Benefits of Merging with SPAC

1. Shoter Public Listing Timeline

The SPAC merger process is typically faster than the traditional IPO process. The SPAC is already a publicly listed company, so the target company can become a public company through a merger with the SPAC in a matter of months, rather than years or more than an IPO process typically takes.

2. Lower Listing Costs

The cost of going public through a SPAC merger is lower than the cost of an IPO. In IPO, the company must pay underwriting fees to investment banks and other expenses associated with the offering. In contrast, the SPAC sponsor typically paid all the listing cost including SEC Counsel fee, leaving more capital for the target company.

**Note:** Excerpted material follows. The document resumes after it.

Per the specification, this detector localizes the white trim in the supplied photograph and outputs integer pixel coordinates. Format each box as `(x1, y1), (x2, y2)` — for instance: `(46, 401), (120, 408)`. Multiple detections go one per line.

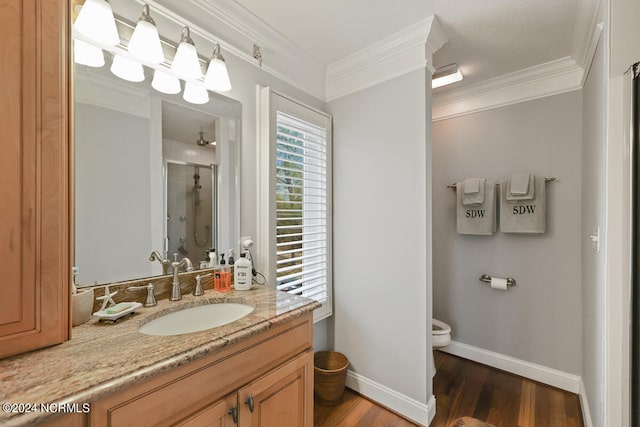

3. Reduced Regulatory Scrutiny

The regulatory requirements associated with an IPO can be extensive and time-consuming. A company going public through a SPAC merger may face less regulatory scrutiny, as the SPAC is already a public company that has gone through the IPO process.

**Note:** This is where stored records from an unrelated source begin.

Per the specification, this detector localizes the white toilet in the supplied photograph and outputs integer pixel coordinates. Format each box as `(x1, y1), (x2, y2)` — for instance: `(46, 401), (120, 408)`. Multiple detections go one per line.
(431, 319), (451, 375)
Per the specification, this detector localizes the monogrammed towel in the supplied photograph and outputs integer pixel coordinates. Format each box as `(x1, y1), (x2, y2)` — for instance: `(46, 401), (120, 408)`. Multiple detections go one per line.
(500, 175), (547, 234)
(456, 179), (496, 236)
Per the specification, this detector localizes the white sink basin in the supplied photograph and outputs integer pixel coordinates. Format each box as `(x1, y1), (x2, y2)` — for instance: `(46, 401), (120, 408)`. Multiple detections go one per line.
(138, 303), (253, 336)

4. Greater Valuation and Fundings Certainty

A SPAC merger offers companies more certainty in terms of valuation and funding compared to a traditional IPO. By merging with a SPAC, the company can negotiate terms and ensure a certain amount of funding from the SPAC’s existing pool of capital. This can provide greater financial stability for the company, whereas a traditional IPO can be more unpredictable in terms of the amount of funding raised.

5. Access to Experienced Investors

The investors who back the SPAC are often experienced and well-connected in the financial industry. This can provide the target company with access to valuable contacts, advice, and resources.

Difficulties in Merging with SPAC

1. Lack of Suitable SPAC

There may be a limited pool of suitable SPACs available for merger, particularly if the target company has specific industry or geographic requirements. This can make it difficult for the target company to identify a suitable partner that aligns with their strategic goals.

2. Competition for SPAC

The increasing popularity of SPAC mergers has led to a competitive market for SPACs, with many target companies lying for the attention of a limited number of potential partners. This can make it difficult for the target company to stand out and secure a merger partner that is a good fit.

3. Mismatch in Valuations

The target company may have difficulty finding a public shell company that values the company appropriately. If the target company’s valuation is too high or too low compared to the SPAC’s expectations, the merger may not be feasible or may require significant negotiation to reach agreement on the terms.

4. Shareholder Disagreement

When merging with a SPAC, shareholder disagreement and the risk of money withdrawal are potential challenges for the target company. Shareholders may vote against the proposed merger, which can lead to the redemption of shares for cash and a reduction of available capital.